Doğu ve Güneydoğu Anadolu Bölgelerinde bağımsız-birleşik bir Kürt devleti kurmayı amaçlayan PKK terör örgütü (Partiya Karkeren Kurdistan / Kürdistan İşçi Partisi), eylemlerine başladığı 1984’ten günümüze değin yarattığı bölünme tehlikesiyle, Soğuk Savaş döneminde stratejik önceliğini Sovyet tehdidini karşılamaya yöneltmiş olan Türkiye’de derin bir güvenlik endişesi doğurmuş; özellikle 1990 sonrasında başta Batı’yla ilişkiler olmak üzere Türk dış ve iç politikalarını birçok alanda ipotek altına sokarak, Türkiye Cumhuriyeti’nin maddi ve manevi enerjisini önemli ölçüde harcamıştır.  Tabidir ki, sorunun bu boyuta gelmesi, meselenin Kürt milliyetçiliği mi, Doğu ve Güneydoğu Anadolu’ya özgü sosyo-ekonomik geri kalmışlığın bir neticesi mi, Şark Meselesi’nin yeniden canlandırılmasının bir boyutu mu, bölgesel ve küresel güçlerin stratejik bir çatışmasının ürünü mü ya da demokratikleşme ve insan hak ve hürriyetleri mücadelesi mi olduğu üzerindeki tartışmaları yoğunlaştırarak ortak bir zeminde buluşabilmeyi de neredeyse imkansız kılmıştır.


Sorunu Tanımlamak, Mücadeleyi Anlamak: Türkiye’nin Bir Terörle Mücadele Konsepti Var mıdır? 

Öncelikle şunu belirtmek gerekir ki, Türkiye’de birçok konuda olduğu gibi, terör konusunda da sorunu tanımlama noktasında büyük bir kargaşa ve bilgi eksikliği yaşanmaktadır.

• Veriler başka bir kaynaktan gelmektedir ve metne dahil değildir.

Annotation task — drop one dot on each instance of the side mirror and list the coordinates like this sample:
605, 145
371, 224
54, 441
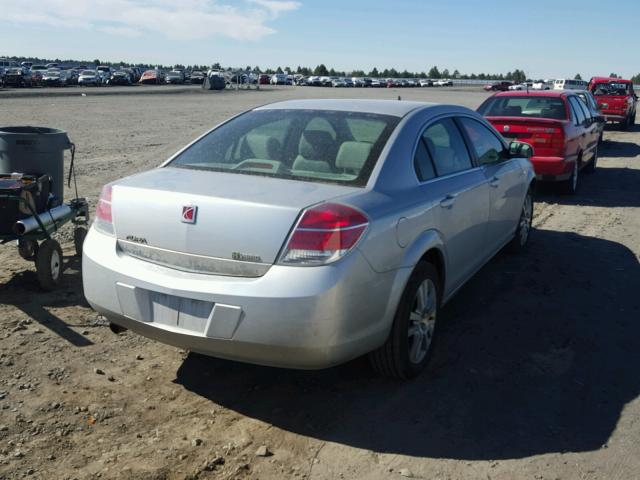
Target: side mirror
520, 149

Hemen herkesin üzerinde fikir sahibi olduğu konular olmasına rağmen, Bugüne kadar ne “ Terör ” ne de “ Demokratikleşme ” konuları siviller tarafından stratejik bir konsept içinde ele alınmamış, tanımlanmamıştır. Sorunlar tanımlanmadığı için “çözüm” diye ortaya atılan şeyler de palyatif olmaktan öteye gidememiş, gerçekte bir değer ifade etmemiştir. Bu son derece doğaldır, zira tanımlayamadığınız bir olguya karşı tavır geliştirebilmeniz ve onu çözebilmeniz mümkün değildir.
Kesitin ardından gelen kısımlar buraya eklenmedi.